You could describe it as post-jazz or prog-punk or whatever, but basically it’s just...
Peggy Sutton 2007
You’ll have found this review deposited in the jazz section, so you probably don’t find jazz a scary word. Unfortunately lots of people do, and that’s why Count Herbert II shouldn’t be here. This album could be filed under ‘experimental’ or even ‘rock/indie’; labels that, although equally useless, don’t make people reach for previous page on Internet Explorer quite so quickly. It’s ended up here because Fulborn Teversham is one of drummer Seb Rochford’s creations and it features two other players who have been, like Seb, mainstays of the creative and experimental UK jazz scene for quite some time: saxophonist Pete Wareham and keyboard player Nick Ramm.

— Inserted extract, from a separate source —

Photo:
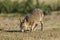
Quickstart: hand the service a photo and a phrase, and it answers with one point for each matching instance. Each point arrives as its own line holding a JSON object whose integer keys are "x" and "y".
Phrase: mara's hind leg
{"x": 41, "y": 25}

If you’re a fan of Wareham’s other band, Acoustic Ladyland, you’ll be satisfied with some snarling sax riffs, grinding bass-lines and pogo pumping rhythms. And if Rochford’s Polar Bear is your bag, you’ll be happy to find plenty of his lyrical, beguiling melodies. But there are more changes of feeling, sounds and pace here than on the much-lauded albums by either of those bands: from the disdainful punk attitude of “You and Me”, to the contemplative electro-musings of “Silent”, to the keyboard-led oompah march, “Castle Music”, which could be the soundtrack to an eerie cartoon.
Rochford’s lyrics and Alice Grant’s vocals are a perfect match – stark and simple and at times gruelingly honest. They’ll also make you laugh out loud. But what I really love about this album is the slightly bizarre, almost Tom Waits-like world it conjures for me, in which Count Herbert II is sometimes a circus ring-leader, sometimes holding court in a funeral parlour, always with a big dose of humour and wit.
You could describe it as post-jazz or prog-punk or whatever, but basically it’s just properly good, strikingly original music made by people with impeccable taste.